Faced with this ruined system, which forces us into a bloody future of misery, the need for a total overturning of the development model becomes central. What is needed, here and now, is a new Assault on Heaven to which we can march.
In this sense we launch the call to build together the National Assembly of the OSA from all territories of Italy:
– Let us convene moments of debate and confrontation not only on the basis of this document but also on all the issues that affect our generation.
– We collect the testimonies, experiences and opinions of the students in our schools on the current situation, so that the National Assembly can be a moment in which the reality we live every day can emerge as a fundamental basis for building a counterattack.
– Let us elaborate reasoning, proposals and whatever else we can bring to the National Assembly and collectivize, to enrich the debate and further develop the political work: the Organisation is the product of its collective mind, which each of us has the responsibility to develop unceasingly.
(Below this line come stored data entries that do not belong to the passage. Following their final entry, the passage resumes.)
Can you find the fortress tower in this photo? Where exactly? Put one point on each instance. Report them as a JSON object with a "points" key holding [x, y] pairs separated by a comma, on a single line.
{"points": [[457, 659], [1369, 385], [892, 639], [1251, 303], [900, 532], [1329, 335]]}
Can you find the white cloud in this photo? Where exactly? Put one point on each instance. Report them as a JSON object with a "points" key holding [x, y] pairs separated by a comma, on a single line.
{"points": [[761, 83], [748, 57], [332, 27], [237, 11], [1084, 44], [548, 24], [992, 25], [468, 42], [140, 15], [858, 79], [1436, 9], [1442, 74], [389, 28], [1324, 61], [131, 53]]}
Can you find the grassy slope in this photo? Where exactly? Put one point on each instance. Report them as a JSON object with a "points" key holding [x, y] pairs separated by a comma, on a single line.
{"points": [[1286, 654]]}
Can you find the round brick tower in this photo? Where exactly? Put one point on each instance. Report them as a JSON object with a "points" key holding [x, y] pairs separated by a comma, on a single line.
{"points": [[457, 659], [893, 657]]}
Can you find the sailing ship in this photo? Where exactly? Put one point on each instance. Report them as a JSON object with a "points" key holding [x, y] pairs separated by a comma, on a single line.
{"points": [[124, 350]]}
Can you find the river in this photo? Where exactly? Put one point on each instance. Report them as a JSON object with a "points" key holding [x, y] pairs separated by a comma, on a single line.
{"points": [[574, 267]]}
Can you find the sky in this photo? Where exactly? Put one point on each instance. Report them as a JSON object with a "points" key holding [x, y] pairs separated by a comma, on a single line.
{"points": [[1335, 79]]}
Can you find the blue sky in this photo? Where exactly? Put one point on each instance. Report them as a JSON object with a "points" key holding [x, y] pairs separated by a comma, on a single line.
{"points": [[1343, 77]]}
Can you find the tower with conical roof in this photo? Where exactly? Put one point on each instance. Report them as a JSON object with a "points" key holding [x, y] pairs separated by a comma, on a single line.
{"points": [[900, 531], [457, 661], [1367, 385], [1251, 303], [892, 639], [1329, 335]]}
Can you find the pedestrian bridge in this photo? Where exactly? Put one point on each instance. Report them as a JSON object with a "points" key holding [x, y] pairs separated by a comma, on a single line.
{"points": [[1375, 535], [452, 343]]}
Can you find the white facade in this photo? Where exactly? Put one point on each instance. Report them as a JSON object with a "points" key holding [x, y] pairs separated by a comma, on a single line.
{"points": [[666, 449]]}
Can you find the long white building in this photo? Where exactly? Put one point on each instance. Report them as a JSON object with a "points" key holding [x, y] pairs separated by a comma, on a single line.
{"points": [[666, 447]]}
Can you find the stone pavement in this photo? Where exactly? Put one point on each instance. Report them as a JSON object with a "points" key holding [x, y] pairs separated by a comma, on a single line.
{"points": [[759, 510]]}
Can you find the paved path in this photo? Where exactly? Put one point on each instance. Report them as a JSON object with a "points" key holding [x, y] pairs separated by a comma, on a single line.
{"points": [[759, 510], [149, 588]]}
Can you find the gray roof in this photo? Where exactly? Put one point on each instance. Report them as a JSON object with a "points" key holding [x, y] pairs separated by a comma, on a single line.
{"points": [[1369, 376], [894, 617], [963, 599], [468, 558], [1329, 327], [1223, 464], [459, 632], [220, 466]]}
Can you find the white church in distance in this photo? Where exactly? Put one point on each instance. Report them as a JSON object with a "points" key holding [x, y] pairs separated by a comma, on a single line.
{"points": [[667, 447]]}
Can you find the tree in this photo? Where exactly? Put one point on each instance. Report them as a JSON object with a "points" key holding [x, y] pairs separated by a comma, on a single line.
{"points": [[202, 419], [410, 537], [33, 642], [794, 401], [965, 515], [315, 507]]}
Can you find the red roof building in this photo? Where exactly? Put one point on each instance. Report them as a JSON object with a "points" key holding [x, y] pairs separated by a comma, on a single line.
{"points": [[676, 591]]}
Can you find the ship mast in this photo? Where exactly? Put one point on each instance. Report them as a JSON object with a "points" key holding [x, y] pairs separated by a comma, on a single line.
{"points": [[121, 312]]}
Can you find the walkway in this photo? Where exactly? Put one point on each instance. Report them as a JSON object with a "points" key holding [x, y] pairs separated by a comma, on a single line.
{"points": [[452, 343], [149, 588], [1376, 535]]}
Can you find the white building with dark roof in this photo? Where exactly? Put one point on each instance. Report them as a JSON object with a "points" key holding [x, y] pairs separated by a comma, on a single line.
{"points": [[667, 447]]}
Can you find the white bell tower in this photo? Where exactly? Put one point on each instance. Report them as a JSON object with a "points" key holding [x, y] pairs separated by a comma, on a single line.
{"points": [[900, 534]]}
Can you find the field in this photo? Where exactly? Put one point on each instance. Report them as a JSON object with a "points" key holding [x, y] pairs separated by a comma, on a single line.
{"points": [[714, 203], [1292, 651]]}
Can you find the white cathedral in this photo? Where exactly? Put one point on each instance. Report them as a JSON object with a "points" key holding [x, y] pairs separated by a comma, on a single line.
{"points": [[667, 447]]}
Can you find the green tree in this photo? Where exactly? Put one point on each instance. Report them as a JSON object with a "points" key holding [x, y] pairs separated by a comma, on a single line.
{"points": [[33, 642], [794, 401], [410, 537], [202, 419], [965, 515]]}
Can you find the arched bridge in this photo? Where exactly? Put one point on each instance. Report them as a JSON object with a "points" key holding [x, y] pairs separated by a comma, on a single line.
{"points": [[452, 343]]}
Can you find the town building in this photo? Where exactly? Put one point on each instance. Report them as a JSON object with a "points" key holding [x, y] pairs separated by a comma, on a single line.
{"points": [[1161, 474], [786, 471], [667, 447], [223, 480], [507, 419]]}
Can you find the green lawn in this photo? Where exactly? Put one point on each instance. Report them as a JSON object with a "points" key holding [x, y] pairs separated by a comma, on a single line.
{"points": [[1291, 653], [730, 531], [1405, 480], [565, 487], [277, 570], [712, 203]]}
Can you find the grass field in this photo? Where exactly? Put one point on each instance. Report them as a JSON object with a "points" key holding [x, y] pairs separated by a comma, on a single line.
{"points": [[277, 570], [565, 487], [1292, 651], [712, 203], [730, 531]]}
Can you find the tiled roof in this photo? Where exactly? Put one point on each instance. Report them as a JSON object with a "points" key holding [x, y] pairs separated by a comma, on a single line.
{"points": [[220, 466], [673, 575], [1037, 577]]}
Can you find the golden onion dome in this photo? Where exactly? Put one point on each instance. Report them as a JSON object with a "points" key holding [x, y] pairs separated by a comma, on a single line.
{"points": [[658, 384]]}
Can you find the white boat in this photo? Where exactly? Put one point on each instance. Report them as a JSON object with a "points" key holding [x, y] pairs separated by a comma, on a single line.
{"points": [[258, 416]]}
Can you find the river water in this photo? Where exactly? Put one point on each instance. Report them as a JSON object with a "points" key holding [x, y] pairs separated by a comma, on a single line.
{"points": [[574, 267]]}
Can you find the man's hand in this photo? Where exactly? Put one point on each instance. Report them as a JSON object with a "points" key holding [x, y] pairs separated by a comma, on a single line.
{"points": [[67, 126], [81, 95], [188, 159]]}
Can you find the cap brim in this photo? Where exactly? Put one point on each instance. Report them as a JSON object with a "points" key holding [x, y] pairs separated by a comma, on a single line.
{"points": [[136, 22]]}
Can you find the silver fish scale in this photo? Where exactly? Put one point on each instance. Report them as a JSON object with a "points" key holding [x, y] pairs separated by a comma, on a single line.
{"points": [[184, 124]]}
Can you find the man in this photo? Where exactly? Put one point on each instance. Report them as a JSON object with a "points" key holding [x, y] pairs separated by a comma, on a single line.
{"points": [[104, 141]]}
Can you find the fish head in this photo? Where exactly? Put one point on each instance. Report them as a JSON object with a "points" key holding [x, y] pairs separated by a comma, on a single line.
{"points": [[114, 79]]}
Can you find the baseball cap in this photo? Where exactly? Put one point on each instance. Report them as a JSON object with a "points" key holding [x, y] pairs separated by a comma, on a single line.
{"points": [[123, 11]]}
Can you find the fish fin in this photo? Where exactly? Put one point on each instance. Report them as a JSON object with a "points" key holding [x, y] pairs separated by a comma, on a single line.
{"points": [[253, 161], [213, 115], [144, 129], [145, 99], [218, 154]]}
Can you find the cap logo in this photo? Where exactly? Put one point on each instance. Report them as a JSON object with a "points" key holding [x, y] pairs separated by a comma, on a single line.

This document that we are addressing to the students in struggle throughout Italy is not a formality nor an invitation to mere intellectualistic debate. On the contrary, this appeal, which opens a phase of reflection and reasoning towards and beyond the National Assembly, implies an awareness and responsibility on the part of all those who intend to accept the proposed challenge: that of the Organisation and its construction, of the development of a collective mind and body with which to act in reality.
Those who have the courage to accept it will know where to find us. On the march, “along a steep and difficult road, holding our hands with strength”, towards the new Assault on Heaven.